I like to track things in my life: time, money, my LEGO collection. I like to see where I am investing my resources and how and to what ends. One might almost feel like I treat my life with a sort of corporate attitude--I monitor my behavior, attempt to live profitably, and take vacation days. I develop strategies, plan to meet them, and budget accordingly. But, of course, I also leave a great many things unmonitored or untracked, and I began to wonder about some of them. Granted, I do not plan to ever begin cataloguing this type of minutae, but I think it was food for thought.
I wonder how much time I spent in prayer over the course of my life. Is it more time than I've spent gossiping or overhearing gossip and doing nothing about it? How bout time I've spent chattering about nonsense?
I wonder how much time I've spent on listening to preaching. Is it more time than I've spent watching movies or TV?
I wonder how much time I've spent reading the Bible and spiritually valuable texts versus how much time I've spent reading comics or graphic novels.
I wonder how much time I've spent in actual service to others. Was it more than the time I spent shopping? How bout the time playing video games?

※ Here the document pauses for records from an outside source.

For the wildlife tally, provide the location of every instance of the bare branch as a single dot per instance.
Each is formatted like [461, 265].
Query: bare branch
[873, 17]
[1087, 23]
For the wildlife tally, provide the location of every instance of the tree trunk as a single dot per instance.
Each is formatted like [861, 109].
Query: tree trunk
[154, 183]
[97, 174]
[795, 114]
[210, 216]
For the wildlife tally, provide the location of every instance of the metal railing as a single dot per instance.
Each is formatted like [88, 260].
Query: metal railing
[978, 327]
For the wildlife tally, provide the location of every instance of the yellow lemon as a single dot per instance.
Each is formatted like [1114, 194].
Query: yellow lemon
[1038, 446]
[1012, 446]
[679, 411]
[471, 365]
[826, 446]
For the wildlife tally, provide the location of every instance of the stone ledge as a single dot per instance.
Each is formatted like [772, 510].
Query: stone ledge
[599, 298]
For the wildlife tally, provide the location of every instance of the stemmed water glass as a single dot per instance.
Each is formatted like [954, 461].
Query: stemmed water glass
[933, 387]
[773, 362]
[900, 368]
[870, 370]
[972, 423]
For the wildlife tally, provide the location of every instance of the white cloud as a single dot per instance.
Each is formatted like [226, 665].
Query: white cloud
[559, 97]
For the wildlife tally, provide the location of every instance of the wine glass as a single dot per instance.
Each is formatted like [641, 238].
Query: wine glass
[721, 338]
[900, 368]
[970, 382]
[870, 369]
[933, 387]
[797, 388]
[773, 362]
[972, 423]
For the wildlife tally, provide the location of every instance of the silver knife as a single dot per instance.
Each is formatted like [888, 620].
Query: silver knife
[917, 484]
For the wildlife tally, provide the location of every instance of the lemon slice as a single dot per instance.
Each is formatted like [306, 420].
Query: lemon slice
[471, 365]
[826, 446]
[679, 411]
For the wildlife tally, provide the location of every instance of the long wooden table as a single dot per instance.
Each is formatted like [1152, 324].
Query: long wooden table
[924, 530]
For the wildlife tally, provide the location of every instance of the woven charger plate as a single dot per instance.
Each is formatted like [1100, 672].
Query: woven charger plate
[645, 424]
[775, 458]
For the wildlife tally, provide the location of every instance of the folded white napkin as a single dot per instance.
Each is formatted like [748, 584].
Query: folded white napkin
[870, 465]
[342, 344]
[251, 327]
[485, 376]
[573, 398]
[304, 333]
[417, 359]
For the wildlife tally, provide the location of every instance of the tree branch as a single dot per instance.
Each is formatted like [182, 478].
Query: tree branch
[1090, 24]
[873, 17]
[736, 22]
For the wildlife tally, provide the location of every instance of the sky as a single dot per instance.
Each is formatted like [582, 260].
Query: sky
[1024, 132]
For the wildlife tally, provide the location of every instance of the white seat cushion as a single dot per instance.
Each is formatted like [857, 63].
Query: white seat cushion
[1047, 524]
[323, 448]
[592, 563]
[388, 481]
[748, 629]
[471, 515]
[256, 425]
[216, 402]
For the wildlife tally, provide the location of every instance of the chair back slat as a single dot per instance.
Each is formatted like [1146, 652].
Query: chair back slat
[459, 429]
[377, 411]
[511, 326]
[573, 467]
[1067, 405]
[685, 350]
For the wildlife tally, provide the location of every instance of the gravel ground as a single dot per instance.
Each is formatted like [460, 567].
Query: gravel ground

Ah, one may say, the time is irrelevant. The quality of the time is what matters. What good is reading a Bible without musing on it after, or praying for selfish things, or listening to preaching and doing nothing about it? Tis not the time but the integrity of the time that matters." In one sense I would agree with them. That's a fine point.
But my point is this: either way I slice it, whether I consider the quantity or the quality of the time, I am still convicted. When I think about these things, something becomes quite clear. On a ledger, anyway, my life would look typically Western, if not wholly worldly--not "in the world" but "of the world". Fortunately, I don't believe God works on such a scale (which is probably the best reason to consider it irrelevant). Jesus Christ covers over all sins and shortcomings before God for those who believe. When God sees one redeemed and justified by the blood of Christ, he sees one with Christ's stats.
And Because of that fact, I think the ledgers do matter or, at the very least, are worth further consideration. If God sees me as pure and pursuing righteousness because of Christ's righteousness, should I not want to use more of my time to pursue God rather than earthly pleasures? Just food for thought (and I need to take a big bite, I think).